KSAT reported that seven San Antonio Fire Department ambulances are now equipped with high-tech coolers and warmers that allow them to carry whole blood and perform blood transfusions on trauma patients.
SAFD personnel said the change is the biggest trauma response game-changer in decades.
“At least a twofold increase in life saving,” SAFD deputy medical director C.J. Winckler said.
The coolers and warmers were first put in local medical helicopters after the practice was proven to save lives on military battlefields.
“Both Brook Army Medical Center and University Hospital, they are seeing better outcomes. Patients are arriving a little less sick, and then the resuscitation required in the trauma room is less,” former Army trauma nurse and current Southwest Texas Regional Advisory Council research director Randi Schaefer said.
Winckler said the results from whole blood on the medical helicopters were shocking, raising the trauma survival rate from “20 or 30 percent” to “as high as 70 percent.” He added that he expects the ground ambulances to show the same results.

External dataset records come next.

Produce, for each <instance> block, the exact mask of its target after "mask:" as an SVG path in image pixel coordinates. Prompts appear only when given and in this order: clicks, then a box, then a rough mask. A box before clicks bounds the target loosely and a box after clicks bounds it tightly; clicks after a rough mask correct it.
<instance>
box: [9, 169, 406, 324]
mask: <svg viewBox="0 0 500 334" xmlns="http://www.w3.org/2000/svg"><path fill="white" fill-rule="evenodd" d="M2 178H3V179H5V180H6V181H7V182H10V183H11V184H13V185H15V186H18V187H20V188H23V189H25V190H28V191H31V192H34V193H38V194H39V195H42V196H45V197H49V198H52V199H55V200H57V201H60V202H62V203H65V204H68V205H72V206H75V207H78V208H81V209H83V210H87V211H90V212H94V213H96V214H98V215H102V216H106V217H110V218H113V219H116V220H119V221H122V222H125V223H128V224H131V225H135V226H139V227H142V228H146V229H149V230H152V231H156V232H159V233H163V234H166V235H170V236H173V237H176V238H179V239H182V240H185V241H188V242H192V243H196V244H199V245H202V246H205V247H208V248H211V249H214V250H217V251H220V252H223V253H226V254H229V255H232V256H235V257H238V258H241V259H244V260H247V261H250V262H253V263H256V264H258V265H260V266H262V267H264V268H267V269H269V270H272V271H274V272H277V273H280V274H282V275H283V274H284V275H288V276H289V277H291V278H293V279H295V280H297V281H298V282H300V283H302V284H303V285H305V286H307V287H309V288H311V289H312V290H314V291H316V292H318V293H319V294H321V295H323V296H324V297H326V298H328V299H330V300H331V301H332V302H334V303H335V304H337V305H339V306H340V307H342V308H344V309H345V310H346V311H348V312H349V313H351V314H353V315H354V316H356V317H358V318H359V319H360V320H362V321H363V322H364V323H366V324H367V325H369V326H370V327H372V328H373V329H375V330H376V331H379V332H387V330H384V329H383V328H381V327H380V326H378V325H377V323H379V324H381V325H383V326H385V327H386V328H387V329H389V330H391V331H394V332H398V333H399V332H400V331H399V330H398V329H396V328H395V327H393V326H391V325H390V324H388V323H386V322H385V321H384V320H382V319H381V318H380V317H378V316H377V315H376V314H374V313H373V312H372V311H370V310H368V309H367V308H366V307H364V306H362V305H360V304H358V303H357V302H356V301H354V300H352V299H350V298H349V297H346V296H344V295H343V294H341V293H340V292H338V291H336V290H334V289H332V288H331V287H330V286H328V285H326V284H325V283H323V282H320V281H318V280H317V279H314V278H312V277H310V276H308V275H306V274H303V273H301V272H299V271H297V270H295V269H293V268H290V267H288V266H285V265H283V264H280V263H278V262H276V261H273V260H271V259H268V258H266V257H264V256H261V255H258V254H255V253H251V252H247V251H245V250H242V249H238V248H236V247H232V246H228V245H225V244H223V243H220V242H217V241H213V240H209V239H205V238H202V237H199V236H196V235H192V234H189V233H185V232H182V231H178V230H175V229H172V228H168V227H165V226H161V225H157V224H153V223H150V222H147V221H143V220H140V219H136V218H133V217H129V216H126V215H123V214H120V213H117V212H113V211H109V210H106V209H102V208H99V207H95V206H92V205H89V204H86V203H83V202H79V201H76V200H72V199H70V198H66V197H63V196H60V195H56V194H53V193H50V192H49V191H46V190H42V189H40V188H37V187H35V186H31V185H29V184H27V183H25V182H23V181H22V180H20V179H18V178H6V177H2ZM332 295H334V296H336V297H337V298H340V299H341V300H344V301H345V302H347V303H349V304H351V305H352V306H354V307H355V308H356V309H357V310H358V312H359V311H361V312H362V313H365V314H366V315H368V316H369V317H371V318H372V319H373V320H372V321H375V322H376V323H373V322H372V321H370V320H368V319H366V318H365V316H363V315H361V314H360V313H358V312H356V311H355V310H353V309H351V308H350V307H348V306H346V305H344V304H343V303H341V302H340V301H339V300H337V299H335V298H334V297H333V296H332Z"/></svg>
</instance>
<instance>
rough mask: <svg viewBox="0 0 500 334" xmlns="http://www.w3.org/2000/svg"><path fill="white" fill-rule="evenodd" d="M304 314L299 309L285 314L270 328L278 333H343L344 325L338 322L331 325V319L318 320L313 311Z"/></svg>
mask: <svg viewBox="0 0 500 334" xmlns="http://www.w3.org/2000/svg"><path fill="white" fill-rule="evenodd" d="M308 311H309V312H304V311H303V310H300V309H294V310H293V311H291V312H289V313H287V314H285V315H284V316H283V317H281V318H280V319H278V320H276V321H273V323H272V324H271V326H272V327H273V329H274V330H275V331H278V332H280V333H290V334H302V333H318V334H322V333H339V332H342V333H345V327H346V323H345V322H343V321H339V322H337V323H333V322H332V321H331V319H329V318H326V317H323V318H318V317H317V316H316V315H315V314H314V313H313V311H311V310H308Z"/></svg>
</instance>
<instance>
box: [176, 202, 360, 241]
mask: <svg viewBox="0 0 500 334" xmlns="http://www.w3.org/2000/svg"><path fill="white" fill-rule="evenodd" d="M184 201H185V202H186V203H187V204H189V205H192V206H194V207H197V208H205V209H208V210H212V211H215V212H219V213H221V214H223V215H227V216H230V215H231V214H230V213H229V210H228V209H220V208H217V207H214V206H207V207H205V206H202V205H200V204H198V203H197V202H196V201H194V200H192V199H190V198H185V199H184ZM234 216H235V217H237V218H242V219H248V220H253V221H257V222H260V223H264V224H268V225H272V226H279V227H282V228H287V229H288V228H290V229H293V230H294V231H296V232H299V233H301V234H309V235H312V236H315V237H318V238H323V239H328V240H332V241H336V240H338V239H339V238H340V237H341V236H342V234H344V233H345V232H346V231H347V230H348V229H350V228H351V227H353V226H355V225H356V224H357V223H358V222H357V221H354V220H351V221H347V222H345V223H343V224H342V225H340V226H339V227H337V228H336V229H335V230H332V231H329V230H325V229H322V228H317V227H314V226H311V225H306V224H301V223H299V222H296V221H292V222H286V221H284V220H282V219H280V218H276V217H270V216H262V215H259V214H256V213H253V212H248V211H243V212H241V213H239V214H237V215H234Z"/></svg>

“They got a person who was in shock that had been stabbed multiple times. The person received additional blood in the OR and is expected to make a 100 percent recovery,” SAFD Lt. Josh Frandsen said about one of the four incidents in which the whole blood has been used in an ambulance.
Winckler said the whole blood “solution involves keeping the blood near freezing.”
“1 to 9 degrees Celsius in 120-degree Texas weather, and then you have to warm that blood up to body temperature to get [it] into the patient,” he said.
The coolers and warmers are also small enough to where paramedics can take them out of the ambulances to perform blood transfusions elsewhere.
The blood is shared between medical helicopters and ambulances, with the helicopters keeping the bags for 14 days and then giving them to the ground ambulances for another 14 days. Whatever blood is not used after that then goes to the hospitals.
Lt. Frandsen said research predicts 200 residents could be saved with whole blood in the next year.